What is the point of column families?

I've just uncovered some interesting information from the RocksDB FAQ. (RocksDB is a K-V store.)

Here are some relevant extracts.

Q: What are column families used for?

A: The most common reasons of using column families: (1) use different compaction setting, comparators, compression types, merge operators, or compaction filters in different parts of data; (2) drop a column family to delete its data; (3) one column family to store metadata and another one to store the data.

Q: What's the difference between storing data in multiple column family and in multiple rocksdb database?

A: The main differences will be backup, atomic writes and performance of writes. The advantage of using multiple databases: database is the unit of backup or checkpoint. It's easier to copy a database to another host than a column family. Advantages of using multiple column families: (1) write batches are atomic across multiple column families on one database. You can't achieve this using multiple RocksDB databases. (2) If you issue sync writes to WAL, too many databases may hurt the performance.

Q: I have different key spaces. Should I separate them by prefixes, or use different column families?

A: If each key space is reasonably large, it's a good idea to put them in different column families. If it can be small, then you should consider to pack multiple key spaces into one column family, to avoid the trouble of maintaining too many column families.

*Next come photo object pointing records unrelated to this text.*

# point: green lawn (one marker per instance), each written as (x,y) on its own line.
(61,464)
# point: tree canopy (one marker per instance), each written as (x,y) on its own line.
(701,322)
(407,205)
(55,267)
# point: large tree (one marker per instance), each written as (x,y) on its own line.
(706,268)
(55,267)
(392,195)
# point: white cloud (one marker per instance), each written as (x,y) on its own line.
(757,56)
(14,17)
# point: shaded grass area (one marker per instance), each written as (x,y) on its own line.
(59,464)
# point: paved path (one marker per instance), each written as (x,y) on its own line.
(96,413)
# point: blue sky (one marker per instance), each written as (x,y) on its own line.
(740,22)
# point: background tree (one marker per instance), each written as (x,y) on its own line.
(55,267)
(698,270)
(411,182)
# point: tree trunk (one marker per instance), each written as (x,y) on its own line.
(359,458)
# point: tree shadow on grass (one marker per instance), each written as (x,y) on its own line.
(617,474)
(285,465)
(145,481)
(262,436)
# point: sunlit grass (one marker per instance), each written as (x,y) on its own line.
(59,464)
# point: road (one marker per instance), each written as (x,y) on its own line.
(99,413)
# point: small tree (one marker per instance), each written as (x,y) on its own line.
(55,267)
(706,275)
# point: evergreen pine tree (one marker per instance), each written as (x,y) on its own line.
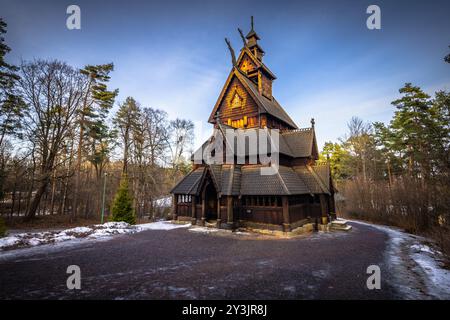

I know you're not looking for a parallel with SQL but this article explains plan simply the purpose and practical benefit of Column Families.

From Understanding the Cassandra Data Model from a SQL Perspective on RubyScale:

What is a Column Family for then? Just a table prefix? A Column Family has a number of settings that go with it that alter it’s behavior. There are cache settings for the keys (the UUIDs in this example), cache settings for the entire rows (the entire table in this example), and most importantly, sorting. In Cassandra there is no OFFSET, only LIMIT and the equivalent of BETWEEN. In this example, the column names are just strings but they could also be integers or timestamps and they are always stored in sort order. One Column Family might have timestamp-sorted data where you query things by time slice and another might be address book data where you query things in alphabetical order. The only sorting you get to do after the fact is reversing a particular slice.